Sayang, selama hidup denganmu aku tak pernah bercerita tentang masa laluku. Dan mungkin kau juga tak pernah mau tahu, mungkin juga tak butuh tahu. Tapi, kali ini izinkan aku menyampaikan sedikit cerita. Agar hatiku bisa tenang menghadapi sisa-sisa kejujuran dan kesempatan untuk memperbaiki diri. Aku harus memulai dari mana ya? Kau pasti tahu, betapa aku seorang introvert yang menyenangkan. Dan kali ini, aku mencoba menceritakan semuanya. Dan kau pasti akan menceritakan pada anak-anak, cucu-cucu, keponakan-keponakan, dan juga orang lain, saudara kita seagama, sebangsa, dan setanah air. Aku mau ceritaku bisa membuat orang lain lebih bersyukur atas anugerah dalam hidup mereka. Begitu juga kau, bahkan saat aku tak di sampingmu nanti. Kalau kau setuju, dengarkan ceritaku ya. Masa-masa sulit yang akhirnya membuat aku merdeka. Merdeka dengan rasa syukur karena Allah selalu menemani dan memudahkan setiap jalanku. Catatan ini kubuat saat aku milad ke-23 tahun. Saat itu, kau belum menjadi pendampingku bukan? Dan kau tak pernah menanyakan apa yang telah kutuangkan di dalamnya. Saatnya aku ingin mnyampaikan rahasia kecil ini padamu.

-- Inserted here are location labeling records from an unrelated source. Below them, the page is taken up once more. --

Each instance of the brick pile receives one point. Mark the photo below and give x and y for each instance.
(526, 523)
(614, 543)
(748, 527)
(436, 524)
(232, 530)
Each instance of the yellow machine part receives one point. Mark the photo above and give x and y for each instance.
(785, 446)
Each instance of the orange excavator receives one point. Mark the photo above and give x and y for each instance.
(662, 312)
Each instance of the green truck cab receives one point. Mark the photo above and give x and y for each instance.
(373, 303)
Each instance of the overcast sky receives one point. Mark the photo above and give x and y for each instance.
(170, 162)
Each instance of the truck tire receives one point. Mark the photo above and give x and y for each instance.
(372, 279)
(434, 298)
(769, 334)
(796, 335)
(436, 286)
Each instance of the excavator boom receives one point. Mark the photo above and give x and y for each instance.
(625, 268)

Masih di sudut ruang baca, 24 Oktober. Rabb, yang aku inginkan adalah membuat mereka tersenyum. Kadang aku bingung dengan segala realitas hidup. Aku tak pernah sekalipun terpikirkan untuk membelakangi garis takdir ini. Tapi kadang juga aku takut dengan realitas hidup, yang meyakinkan bahwa aku tak pernah sanggup memangku lagi semua rasa yang ada di hati ini. Kadang aku juga tak bisa membedakan yang mana kasih sayang dan yang mana kebencian. Semua terlihat berbeda tipis. Hanya tinggal sebuah tanya yang akan terus kusisipkan tanpa ada yang memahami. Dialah sebuah pencarian, yang akan kutekuni hingga mati. Mungkin orang-orang akan selalu bertanya hingga aku membongkar semua rahasia yang terpendam. Tapi, aku pastikan folder itu akan selalu terkunci dengan aman. Biarkan aku saja yang tahu apa isinya. Akan kuubah dunia dengan isi folder itu. Folder yang selama ini terkunci, hingga aku mati.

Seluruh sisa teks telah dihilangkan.